Speaking to the administration’s resolve to reach an effective long-term agreement with Iran, Deputy Secretary of State Anthony Blinken told the audience at the American Jewish Committee’s annual Global Forum that Israel’s security had already been improved under the provisions of the temporary agreement that went into effect in January 2014, known as the Joint Plan of Action.

Acknowledging that Israel and the United States have disagreed as to the steps necessary to prevent Iran from gaining a nuclear weapon, Blinken said that “we may have our differences, but our bedrock security relationship is sacrosanct and it is stronger than ever. It is at the center of our minds when we sit at the negotiating table with Iran.”

He added that “there is not an inch of daylight between the US and Israel” regarding the “core strategic goal” of preventing a nuclear-armed Iran.

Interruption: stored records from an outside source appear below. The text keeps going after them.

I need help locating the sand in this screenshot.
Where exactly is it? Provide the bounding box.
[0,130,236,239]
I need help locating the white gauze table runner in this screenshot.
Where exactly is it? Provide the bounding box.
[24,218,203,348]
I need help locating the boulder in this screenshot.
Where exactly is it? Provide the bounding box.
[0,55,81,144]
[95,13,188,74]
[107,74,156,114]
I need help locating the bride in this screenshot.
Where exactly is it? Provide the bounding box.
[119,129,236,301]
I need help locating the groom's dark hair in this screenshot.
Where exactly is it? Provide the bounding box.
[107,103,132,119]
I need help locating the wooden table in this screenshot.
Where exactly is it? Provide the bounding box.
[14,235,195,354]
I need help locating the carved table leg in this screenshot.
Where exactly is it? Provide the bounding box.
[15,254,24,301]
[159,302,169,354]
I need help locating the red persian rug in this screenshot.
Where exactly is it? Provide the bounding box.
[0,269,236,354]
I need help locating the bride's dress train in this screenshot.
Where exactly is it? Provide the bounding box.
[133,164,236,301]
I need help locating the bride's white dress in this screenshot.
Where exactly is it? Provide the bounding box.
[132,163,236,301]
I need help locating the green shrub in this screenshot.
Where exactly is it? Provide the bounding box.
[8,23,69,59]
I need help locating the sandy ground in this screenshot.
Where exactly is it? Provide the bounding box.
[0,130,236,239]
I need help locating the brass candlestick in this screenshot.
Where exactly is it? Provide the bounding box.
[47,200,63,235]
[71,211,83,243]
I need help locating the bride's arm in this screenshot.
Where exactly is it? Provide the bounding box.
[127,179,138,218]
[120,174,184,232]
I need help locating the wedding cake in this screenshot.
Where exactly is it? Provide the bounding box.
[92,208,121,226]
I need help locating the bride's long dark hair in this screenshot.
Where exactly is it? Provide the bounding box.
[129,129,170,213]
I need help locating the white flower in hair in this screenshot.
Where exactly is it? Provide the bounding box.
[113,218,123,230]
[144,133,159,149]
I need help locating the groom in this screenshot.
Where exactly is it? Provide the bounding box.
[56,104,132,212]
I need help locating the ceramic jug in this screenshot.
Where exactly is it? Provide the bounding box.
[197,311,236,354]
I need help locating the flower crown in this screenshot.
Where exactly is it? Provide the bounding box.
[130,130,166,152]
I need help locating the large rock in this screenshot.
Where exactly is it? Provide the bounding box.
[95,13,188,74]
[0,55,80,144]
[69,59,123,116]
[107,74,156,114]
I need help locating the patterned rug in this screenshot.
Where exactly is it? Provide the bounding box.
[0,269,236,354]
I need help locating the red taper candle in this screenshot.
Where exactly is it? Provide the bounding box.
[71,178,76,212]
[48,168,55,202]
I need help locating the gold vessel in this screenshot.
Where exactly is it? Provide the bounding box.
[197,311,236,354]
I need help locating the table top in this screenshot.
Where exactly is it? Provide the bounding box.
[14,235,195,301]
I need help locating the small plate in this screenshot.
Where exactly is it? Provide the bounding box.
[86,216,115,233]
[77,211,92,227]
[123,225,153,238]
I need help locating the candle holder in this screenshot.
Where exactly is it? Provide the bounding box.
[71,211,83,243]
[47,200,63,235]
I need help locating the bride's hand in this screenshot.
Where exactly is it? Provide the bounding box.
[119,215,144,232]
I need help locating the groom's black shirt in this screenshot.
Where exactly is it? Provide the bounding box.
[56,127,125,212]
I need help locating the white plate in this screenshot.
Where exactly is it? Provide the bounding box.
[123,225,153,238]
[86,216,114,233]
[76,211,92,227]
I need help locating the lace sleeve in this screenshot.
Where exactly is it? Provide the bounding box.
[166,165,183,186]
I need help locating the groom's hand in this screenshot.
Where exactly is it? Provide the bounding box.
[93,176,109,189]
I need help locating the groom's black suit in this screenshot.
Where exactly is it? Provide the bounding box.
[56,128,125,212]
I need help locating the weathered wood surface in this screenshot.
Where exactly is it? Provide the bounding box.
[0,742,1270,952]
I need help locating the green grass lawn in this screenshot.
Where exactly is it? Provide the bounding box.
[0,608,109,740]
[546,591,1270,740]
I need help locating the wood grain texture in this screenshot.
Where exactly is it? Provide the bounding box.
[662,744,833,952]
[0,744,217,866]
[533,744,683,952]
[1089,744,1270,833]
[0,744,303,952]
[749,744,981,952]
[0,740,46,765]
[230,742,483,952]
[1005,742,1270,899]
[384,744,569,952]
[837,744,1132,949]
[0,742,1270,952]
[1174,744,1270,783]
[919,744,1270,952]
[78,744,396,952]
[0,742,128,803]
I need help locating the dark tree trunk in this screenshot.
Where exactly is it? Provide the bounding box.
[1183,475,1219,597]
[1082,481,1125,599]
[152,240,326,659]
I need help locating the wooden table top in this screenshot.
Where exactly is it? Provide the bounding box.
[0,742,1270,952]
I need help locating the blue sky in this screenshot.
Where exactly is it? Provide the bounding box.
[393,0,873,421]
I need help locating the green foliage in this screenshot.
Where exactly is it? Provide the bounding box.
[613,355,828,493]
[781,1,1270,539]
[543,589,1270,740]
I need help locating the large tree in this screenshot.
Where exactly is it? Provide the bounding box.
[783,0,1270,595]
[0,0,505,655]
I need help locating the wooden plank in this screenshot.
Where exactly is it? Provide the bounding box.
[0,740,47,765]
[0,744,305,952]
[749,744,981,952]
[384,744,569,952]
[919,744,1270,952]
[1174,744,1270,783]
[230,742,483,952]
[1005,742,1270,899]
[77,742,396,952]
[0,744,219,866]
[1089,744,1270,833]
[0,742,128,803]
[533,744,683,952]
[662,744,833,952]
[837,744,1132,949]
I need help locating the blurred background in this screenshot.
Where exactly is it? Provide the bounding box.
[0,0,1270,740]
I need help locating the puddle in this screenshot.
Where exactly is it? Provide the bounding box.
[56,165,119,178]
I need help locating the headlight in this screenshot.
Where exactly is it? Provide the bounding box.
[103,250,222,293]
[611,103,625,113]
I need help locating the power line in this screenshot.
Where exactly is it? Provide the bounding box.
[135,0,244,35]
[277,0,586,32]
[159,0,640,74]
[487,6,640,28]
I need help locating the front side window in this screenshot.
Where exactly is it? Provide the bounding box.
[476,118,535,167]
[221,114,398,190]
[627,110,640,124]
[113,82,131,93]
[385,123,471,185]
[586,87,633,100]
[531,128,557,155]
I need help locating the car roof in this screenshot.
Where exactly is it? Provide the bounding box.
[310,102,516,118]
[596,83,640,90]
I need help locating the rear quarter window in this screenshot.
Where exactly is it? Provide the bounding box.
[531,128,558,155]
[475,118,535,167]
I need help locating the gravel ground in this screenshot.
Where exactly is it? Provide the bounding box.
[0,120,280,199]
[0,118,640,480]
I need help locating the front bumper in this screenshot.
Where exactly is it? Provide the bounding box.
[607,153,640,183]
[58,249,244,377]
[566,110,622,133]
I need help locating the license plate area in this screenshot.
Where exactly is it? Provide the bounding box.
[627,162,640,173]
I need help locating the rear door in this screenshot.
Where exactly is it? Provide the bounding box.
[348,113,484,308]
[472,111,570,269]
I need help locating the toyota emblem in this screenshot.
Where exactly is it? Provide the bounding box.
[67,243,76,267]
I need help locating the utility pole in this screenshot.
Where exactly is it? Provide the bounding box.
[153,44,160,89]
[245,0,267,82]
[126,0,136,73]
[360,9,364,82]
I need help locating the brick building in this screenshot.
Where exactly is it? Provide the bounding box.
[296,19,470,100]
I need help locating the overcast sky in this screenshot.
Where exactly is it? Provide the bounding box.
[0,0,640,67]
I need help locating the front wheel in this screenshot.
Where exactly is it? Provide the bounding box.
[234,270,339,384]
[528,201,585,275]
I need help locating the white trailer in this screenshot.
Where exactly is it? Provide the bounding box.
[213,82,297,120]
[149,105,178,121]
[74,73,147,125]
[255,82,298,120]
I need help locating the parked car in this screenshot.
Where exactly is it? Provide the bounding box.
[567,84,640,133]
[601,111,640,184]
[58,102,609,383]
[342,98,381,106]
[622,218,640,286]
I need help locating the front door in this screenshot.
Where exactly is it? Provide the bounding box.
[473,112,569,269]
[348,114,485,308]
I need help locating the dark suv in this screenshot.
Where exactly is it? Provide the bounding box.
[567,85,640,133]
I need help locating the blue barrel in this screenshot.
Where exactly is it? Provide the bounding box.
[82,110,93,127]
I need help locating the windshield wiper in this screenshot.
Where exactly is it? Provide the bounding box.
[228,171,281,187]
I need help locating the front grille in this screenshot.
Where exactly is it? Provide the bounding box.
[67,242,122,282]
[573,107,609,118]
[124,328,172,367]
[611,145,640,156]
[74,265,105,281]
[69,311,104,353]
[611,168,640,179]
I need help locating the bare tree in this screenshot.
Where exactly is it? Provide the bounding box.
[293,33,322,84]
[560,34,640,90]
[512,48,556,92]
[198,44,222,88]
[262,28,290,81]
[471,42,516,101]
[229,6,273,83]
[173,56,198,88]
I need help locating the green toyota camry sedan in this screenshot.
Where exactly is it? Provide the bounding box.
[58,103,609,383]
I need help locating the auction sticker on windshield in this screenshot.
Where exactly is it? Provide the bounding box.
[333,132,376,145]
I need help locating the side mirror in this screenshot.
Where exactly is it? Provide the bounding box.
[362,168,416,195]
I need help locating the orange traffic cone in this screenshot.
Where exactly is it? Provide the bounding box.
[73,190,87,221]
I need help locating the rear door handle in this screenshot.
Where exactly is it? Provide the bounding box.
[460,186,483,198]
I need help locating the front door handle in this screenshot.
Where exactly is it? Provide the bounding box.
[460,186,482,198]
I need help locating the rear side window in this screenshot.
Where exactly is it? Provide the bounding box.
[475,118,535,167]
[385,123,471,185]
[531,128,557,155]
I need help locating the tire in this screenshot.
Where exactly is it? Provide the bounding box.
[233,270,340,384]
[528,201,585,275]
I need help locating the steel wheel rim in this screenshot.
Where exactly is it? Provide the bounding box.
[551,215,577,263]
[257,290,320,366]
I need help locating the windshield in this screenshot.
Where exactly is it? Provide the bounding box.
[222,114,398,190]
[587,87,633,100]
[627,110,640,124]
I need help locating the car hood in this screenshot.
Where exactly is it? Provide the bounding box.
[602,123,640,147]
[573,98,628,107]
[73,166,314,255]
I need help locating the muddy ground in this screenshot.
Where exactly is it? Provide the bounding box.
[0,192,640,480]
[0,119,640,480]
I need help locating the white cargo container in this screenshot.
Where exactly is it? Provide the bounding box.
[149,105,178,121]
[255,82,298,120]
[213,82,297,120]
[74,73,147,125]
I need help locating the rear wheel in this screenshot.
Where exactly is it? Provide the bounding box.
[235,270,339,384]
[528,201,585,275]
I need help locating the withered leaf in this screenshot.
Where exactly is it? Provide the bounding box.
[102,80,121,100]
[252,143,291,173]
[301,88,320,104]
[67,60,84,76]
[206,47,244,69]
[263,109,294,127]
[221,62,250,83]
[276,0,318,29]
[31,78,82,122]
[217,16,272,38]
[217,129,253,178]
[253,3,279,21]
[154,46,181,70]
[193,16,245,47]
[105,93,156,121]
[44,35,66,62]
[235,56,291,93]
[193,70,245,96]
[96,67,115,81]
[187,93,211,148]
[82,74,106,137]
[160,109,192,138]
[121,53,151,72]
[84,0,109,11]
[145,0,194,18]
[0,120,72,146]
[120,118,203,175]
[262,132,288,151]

The deputy secretary spoke to the audience in place of Secretary of State John Kerry, who was originally supposed to address the annual convention, but was forced to cancel his appearance after he broke his thigh in a biking accident.

Blinken argued that Israel is safer now from a nuclear Iran than it was 18 months ago, before the Joint Plan of Action was implemented and Iran received partial sanctions relief.

As a result of the JPOA, Blinken asserted, “Iran has halted process on some aspects of its nuclear program and has rolled it back in certain ways.” International inspectors, he said, “have been able to verify that Iran is indeed living up to its commitments.”

He spoke out against the detractors of the potential deal, saying that “many concerns are simply misplaced and are more myth than fact,” listing among those the expiration or “sunset clause” for nuclear oversight.

“The deal will not expire and there will not be a so-called sunset,” Blinken stressed, explaining that the monitoring of nuclear access and protocols and Iran’s obligations to uphold all of the terms of the Non-Proliferation Treaty would remain in perpetuity.

In contrast, he warned, “if we don’t get a deal, the provisions of the Joint Plan of Action will sunset immediately.”

Blinken argued that “there is simply no better option for preventing Iran from obtaining the material for a nuclear bomb” than the current course of action taken by the P5+1 negotiating states.